Francia governata dai repubblicani girondini cercò di resistere anche grazie ai volontari (da cui nasce l’inno
nazionale, la Marsigliese). Le truppe rivoluzionarie sconfiggono l’esercito prussiano a Valmy (09/1792). Tra i
rivoluzionari, i montagnardi di Danton presero il controllo dell’Assemblea e decretarono la fine della
monarchia. La CONVENZIONE (nuovo nome dell’Assemblea) proclama la REPUBBLICA il 21 settembre 1792.
Il re Luigi XVI viene imprigionato e, l’11 settembre 1793, ghigliottinato. Il 1793 è l’anno del Terrore: nella
convenzione prendono il sopravvento i montagnardi e il 24 giugno 1793 istituiscono una nuova costituzione
repubblicana detta dell’annoI. Era molto avanzata e richiamava la Dichiarazione dei diritti: suffragio
universale, diritto al lavoro e all’istruzione. A causa della guerra e del gaso che regnava nel paese, non
venne mai applicata. Intanto le potenze europee si allearono con la Francia. Il popolo, in questo clima di
guerra, è alla fame e si ribella, soprattutto nelle città. La situazione è drammatica e i capi rivoluzionari
montagnardi (Robespierre, Danton, Marat), nonostante i tentativi di bloccare i prezzi, ricorrono al metodo
più duro: la repressione e l’eliminazione di ogni nemico della rivoluzione i montagnardi sciolgono
l’assemblea, ossia il parlamento in cui c’erano tutte le forze che avevano fatto la Rivoluzione p, al suo posto
istituiscono il comitato di salute. Instaurarono un regime di terrore rivoluzionario: i tribunali giudicavano e
condannavano alla ghigliottina tutti i nemici della rivoluzione; chiusura di tutte le chiese; nuovo calendario
che contava gli anni dal giorno della rivoluzione. Inoltre, vengono cancellati i nomi dei santi e dei mesi.
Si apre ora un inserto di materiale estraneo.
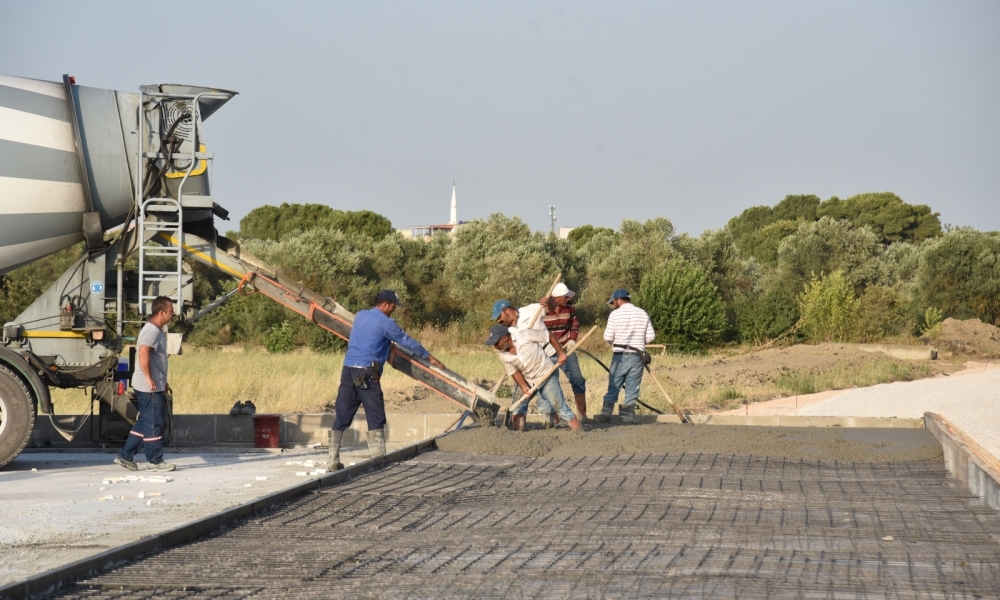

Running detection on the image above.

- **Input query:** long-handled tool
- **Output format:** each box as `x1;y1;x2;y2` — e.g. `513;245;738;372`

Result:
500;325;597;424
490;271;562;394
580;350;691;423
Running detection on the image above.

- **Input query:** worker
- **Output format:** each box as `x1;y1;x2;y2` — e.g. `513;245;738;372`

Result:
595;289;655;424
330;290;445;470
539;283;590;424
486;324;583;431
115;296;176;471
492;300;567;427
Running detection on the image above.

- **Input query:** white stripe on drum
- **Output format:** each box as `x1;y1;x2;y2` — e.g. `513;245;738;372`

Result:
0;177;87;215
0;75;66;100
0;106;76;153
0;232;83;275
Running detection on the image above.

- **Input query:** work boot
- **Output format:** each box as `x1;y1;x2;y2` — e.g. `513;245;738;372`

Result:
594;404;615;423
573;394;592;425
510;415;525;431
327;429;344;471
368;429;385;458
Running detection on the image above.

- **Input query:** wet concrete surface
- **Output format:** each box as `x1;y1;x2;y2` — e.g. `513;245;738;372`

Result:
0;444;400;585
437;423;943;462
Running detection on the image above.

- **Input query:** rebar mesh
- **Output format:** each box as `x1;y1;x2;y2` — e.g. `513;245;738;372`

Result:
56;451;1000;599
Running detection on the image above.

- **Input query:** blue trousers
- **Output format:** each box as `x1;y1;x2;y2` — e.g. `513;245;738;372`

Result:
514;371;576;423
604;353;643;408
333;367;385;431
118;390;163;465
561;353;587;394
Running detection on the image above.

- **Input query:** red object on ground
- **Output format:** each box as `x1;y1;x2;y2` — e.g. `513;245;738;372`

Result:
253;415;281;448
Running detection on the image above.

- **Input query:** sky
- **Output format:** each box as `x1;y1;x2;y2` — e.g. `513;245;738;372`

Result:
0;0;1000;235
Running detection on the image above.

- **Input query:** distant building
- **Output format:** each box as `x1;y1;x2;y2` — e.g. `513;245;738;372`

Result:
397;182;465;242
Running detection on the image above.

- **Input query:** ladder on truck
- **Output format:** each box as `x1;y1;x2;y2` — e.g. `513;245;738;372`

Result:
135;86;226;315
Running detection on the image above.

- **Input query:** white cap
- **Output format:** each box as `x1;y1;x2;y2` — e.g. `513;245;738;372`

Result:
552;283;576;298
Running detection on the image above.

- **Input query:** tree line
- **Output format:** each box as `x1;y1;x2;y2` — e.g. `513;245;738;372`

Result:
0;192;1000;351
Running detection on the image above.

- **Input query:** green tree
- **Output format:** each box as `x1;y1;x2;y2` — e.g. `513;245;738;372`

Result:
816;192;942;245
636;258;726;350
799;269;860;342
917;227;1000;326
240;203;393;241
778;217;883;295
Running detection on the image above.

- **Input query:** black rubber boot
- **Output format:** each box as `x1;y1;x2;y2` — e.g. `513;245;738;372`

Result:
368;429;385;458
327;429;344;471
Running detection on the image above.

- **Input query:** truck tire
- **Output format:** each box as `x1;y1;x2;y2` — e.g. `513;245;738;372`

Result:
0;363;35;468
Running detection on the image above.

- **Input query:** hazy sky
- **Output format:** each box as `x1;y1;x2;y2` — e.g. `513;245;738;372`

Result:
0;0;1000;234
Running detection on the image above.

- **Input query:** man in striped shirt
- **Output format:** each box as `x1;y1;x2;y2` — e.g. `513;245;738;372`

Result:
595;289;656;423
541;283;590;423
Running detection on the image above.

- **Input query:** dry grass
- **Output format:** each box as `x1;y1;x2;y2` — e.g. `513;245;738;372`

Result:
53;342;934;414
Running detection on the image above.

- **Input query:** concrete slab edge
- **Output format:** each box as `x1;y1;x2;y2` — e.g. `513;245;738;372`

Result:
0;436;440;600
924;412;1000;510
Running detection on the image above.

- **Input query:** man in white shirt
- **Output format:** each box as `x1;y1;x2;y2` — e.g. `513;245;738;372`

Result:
594;289;656;423
486;324;583;431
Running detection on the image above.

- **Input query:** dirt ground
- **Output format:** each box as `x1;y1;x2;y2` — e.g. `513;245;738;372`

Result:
437;423;942;462
374;344;964;415
920;319;1000;358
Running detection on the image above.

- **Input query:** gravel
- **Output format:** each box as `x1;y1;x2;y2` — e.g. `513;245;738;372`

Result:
798;369;1000;456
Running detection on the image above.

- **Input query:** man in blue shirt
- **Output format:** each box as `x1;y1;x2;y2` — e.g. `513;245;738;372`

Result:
330;290;445;470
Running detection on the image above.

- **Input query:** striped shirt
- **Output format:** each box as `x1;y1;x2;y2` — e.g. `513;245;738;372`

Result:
604;302;656;353
542;306;580;346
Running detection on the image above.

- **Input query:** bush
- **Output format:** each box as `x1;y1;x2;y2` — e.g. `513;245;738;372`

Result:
799;270;860;342
264;321;295;354
636;259;726;350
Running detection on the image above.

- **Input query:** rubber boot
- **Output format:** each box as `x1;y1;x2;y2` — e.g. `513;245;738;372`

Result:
510;415;525;431
368;429;385;458
573;394;591;423
594;404;615;423
327;429;344;471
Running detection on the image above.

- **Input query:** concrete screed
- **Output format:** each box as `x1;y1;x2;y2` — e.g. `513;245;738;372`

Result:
43;424;1000;599
0;444;402;585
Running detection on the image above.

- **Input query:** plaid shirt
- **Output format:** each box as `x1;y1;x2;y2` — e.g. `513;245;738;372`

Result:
542;306;580;346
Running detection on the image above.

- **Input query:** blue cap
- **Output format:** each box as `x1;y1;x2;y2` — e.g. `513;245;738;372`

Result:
486;325;510;346
608;288;632;304
490;300;510;321
375;290;403;306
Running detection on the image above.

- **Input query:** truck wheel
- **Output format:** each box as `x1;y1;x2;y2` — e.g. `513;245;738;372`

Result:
0;363;35;468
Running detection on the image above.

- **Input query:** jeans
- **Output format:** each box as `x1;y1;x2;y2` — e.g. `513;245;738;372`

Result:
333;367;385;431
604;353;643;408
514;371;576;423
561;353;587;394
118;390;163;465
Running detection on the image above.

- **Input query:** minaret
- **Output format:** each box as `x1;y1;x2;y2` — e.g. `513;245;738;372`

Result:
448;181;458;225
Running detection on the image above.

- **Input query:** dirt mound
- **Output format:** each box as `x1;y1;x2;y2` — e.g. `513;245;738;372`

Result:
437;423;942;462
920;318;1000;358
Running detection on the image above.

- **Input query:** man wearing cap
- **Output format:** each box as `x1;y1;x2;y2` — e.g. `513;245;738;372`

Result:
539;283;590;423
486;324;583;431
330;290;444;470
595;289;656;423
492;300;567;425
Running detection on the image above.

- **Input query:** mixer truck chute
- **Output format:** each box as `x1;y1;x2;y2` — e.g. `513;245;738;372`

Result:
0;75;498;467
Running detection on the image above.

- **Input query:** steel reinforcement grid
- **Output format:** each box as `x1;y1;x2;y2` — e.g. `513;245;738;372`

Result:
50;451;1000;599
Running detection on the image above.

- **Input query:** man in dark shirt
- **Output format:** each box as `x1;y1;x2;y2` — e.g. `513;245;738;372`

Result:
330;290;445;470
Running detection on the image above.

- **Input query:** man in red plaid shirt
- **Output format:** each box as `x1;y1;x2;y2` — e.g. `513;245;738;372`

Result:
541;283;591;423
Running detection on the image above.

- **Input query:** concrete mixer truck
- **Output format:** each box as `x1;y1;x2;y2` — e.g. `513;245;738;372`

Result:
0;75;499;467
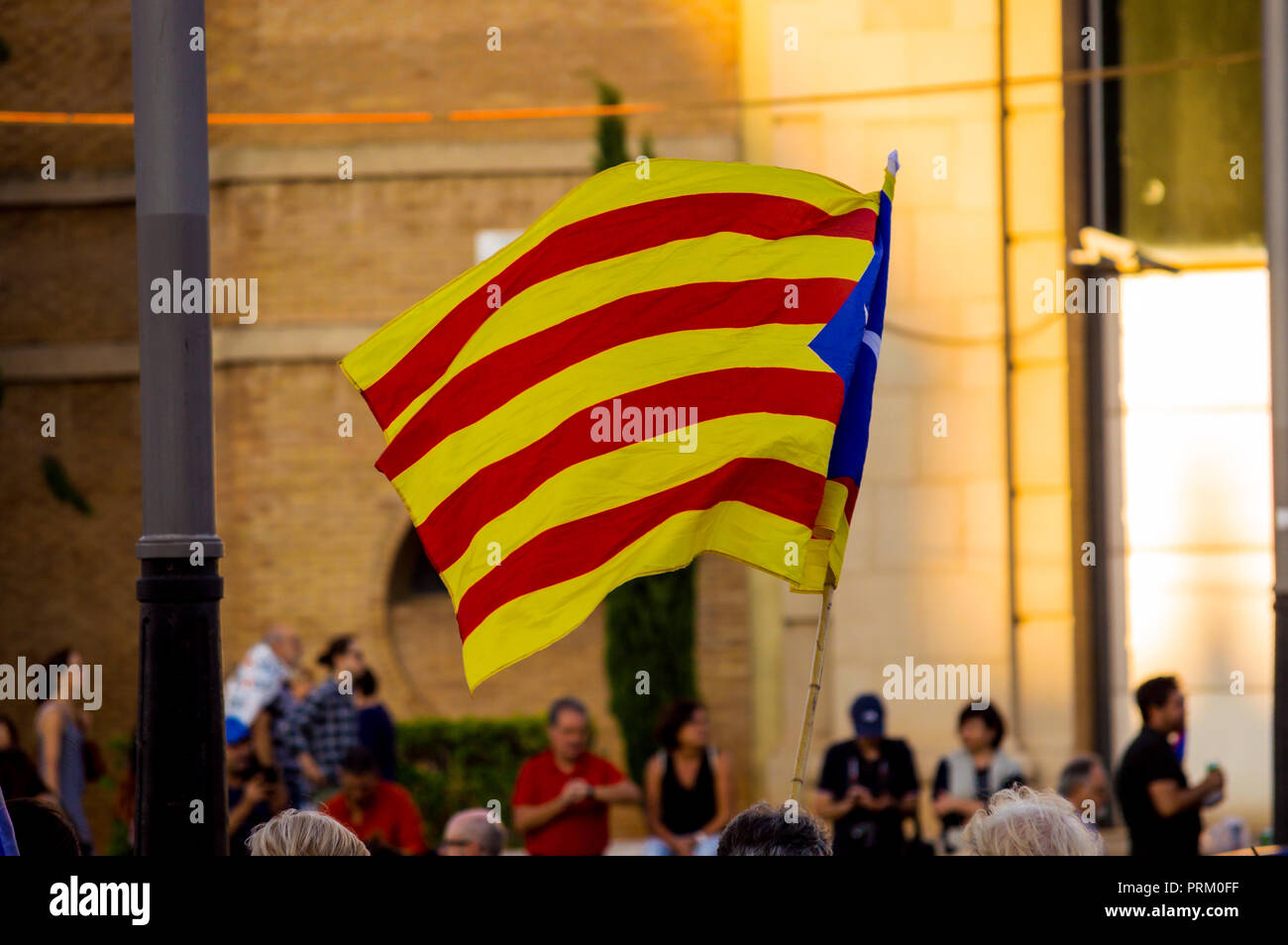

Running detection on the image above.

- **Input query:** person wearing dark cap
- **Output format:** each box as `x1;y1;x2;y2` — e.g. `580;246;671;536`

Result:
814;694;917;856
283;636;368;791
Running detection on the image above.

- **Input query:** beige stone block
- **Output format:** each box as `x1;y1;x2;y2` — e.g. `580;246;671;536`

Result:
858;388;921;483
1017;619;1076;753
870;485;962;568
1006;0;1061;76
1012;366;1069;489
915;389;1006;481
962;476;1009;566
1006;112;1064;233
1015;490;1073;564
1015;556;1074;619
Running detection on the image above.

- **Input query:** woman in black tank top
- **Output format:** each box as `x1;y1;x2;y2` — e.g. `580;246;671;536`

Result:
644;699;729;856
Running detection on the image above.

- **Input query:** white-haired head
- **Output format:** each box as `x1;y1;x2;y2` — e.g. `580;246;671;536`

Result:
962;787;1105;856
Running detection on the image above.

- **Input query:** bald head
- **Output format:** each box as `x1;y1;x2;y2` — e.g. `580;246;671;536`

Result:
265;623;304;669
439;807;505;856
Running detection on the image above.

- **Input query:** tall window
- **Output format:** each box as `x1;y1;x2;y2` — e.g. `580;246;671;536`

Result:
1107;0;1265;248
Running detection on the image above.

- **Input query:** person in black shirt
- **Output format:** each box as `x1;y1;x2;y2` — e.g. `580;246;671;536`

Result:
814;694;917;856
644;699;731;856
1117;676;1225;856
353;670;398;782
224;731;286;856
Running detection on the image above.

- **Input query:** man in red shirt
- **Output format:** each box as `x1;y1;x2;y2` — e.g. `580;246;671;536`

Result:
323;746;426;856
512;697;640;856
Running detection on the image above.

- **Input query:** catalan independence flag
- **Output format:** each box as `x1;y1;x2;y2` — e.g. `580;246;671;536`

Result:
343;154;898;688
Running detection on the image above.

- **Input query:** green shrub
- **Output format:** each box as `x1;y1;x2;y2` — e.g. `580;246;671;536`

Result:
398;716;546;845
604;564;697;785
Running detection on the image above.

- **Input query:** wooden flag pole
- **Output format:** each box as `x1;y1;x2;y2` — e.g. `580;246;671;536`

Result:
791;583;832;800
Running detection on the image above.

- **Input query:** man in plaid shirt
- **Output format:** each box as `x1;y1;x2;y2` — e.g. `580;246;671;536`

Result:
284;636;366;791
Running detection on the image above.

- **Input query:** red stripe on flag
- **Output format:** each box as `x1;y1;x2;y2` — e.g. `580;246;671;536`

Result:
376;278;854;478
364;193;876;429
416;367;845;572
456;457;824;640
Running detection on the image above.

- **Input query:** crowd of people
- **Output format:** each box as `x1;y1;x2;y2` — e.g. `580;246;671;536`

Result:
0;626;1225;858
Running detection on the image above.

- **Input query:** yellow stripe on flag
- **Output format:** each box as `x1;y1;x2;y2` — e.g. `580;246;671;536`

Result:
441;413;836;602
463;502;808;691
342;158;877;390
393;325;829;525
385;233;872;441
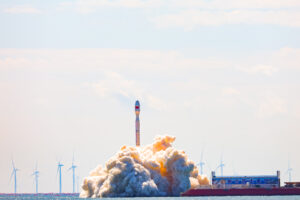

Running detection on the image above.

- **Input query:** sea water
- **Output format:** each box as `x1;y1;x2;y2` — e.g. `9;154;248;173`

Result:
0;194;300;200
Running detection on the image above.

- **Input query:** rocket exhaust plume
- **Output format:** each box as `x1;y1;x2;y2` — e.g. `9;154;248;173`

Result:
80;136;209;198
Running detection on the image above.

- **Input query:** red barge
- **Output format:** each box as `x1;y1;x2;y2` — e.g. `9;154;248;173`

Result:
181;171;300;196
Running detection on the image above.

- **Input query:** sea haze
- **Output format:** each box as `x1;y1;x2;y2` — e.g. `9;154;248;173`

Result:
0;194;300;200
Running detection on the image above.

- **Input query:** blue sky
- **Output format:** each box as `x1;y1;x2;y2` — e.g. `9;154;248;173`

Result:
0;0;300;192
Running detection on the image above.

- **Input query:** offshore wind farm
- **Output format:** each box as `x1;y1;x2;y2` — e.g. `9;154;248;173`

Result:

Robespierre fu ghigliottinato il 28/07/1794 in seguito ad un colpo di stato che pose fine al periodo del
terrore. La rivoluzione finì nel 1799, con la fine del governo di beuf e l’ascesa di Napoleone Bonaparte. Se si
fosse rimasti fedeli all’idea di raggiungere solo la costituzione, la rivoluzione sarebbe terminata nel 1792,
senza passare per il comitato della salute pubblica e altri governi di natura dittatoriale.